According to James Valliant, in the book I mentioned elsewhere, "A major theme of Jean-Christophe is Rolland's belief in the semi-tragic and 'selfless' perseverance required of an artist, what Rand would call a 'malevolent universe' premise." (Not "Golden Braid" material).
Makes me think of Malcolm Arnold Symphonies or Depeche Mode (both of which I love despite their romantic darkness). But these days I'm more drawn to Nino Rota and Duran Duran.
After immersing myself in WWII and the Holocaust (reading such books as If this Be Man, The Painted Bird, and Ordinary Men at SDSU (while simultaneously immersed in my post-modern Linguistics major: mind-scrambling Semantics), I completely turned away from Objectivism (and all philosophy) and dived into the stories and novels of Hermann Hesse (which I read in order), then I read Never Let Me Go and was "inexplicably" depressed for over five years (too depressed to function, actually).
I began to slowly emerge from that unending malaise when The DIM Hypothesis and How We Know were published, but it took me until I devised my own "gestalt" to recover my senses completely (I write about it in my recent "Golden Braid..." post).
I might not rush out right away to re-immerse myself in a "world" that created so much ambiguity in my mind at its most psychologically vulnerable. But I am master of my mind once more and might even read the other book associated with Branden's malaise: Darkness at Noon (which I'd always meant to read).
My personal passion before or even "beyond" Objectivism has always been music: the ultimate mnemonic (especially classical, or what I call philosophically-original, music).
Music is the most metaphysical of the arts because it gives form to the axioms themselves, directly without intermediary entities required.
When listening to music I think about how it expresses a grasp (or rejection) of existence, consciousness and/or identity.
This very real friend of mine engraved my copy of his book: "Jae -- For a true brother -- a second self . . . Yours -- Always -- Jim Valliant, 5-31-2017"
It was he who finally woke me up. I also have a transcript of a video (VHS) interview he conducted with Dr. Leonard Peikoff in 1995. I will love it if ARI ever releases it (e.g., on Youtube).
It doesn't matter, but I do think The Mahabharata, Ramayana, Pentateuch, lliad, Odyssey, Aeneid, Orlando Furioso, Gibran's The Prophet, or (my definite preference) Atlas Shrugged all speak profoundly to the human condition.
Most comprehensively, Sir Simon Fraser's "The Golden Bough" would give the "alien archeologists" probably the best overall view of the human condition before (or beyond) Aristotle and, what I call, History's "Golden Braid": Aristotle, Thomas Aquinas, Ayn Rand and...?
[PS - Please ignore the haters uninterested in advancing anything. They speak for nothing and no-one but to their obviously questionable motives in "pushing back."]
I would not, as a rational egoist, have the least interest in "representing all of earth," but only man at his finest.

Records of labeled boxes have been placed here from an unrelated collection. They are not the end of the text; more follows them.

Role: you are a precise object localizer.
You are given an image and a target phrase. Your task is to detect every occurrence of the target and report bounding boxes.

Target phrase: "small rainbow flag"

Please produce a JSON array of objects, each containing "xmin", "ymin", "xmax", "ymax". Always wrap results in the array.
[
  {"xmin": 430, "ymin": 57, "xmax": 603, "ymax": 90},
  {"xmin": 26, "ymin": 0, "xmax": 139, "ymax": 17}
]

If I can't have both the books sent, I guess I'd have to choose Atlas Shrugged and hope they have someone ingenious enough to deduce the Epistemology of John Galt (the DNA of his Speech, as it were).
It isn't a source of history at all (not "maybe better than 50%") since you never know what might have been true, even when confined to earthly accounts that may be, without checking more objective evidence. As science, it simply isn't, not just worse than 50%. Sacred text and appeals to the supernatural are the opposite of science.
Also The Fountainhead and Atlas Shrugged are serious, integrated philosophical novels, not "teaching tool allegories" "ALSO" like the Bible. Most works of fiction are not allegories (and neither was the Bible).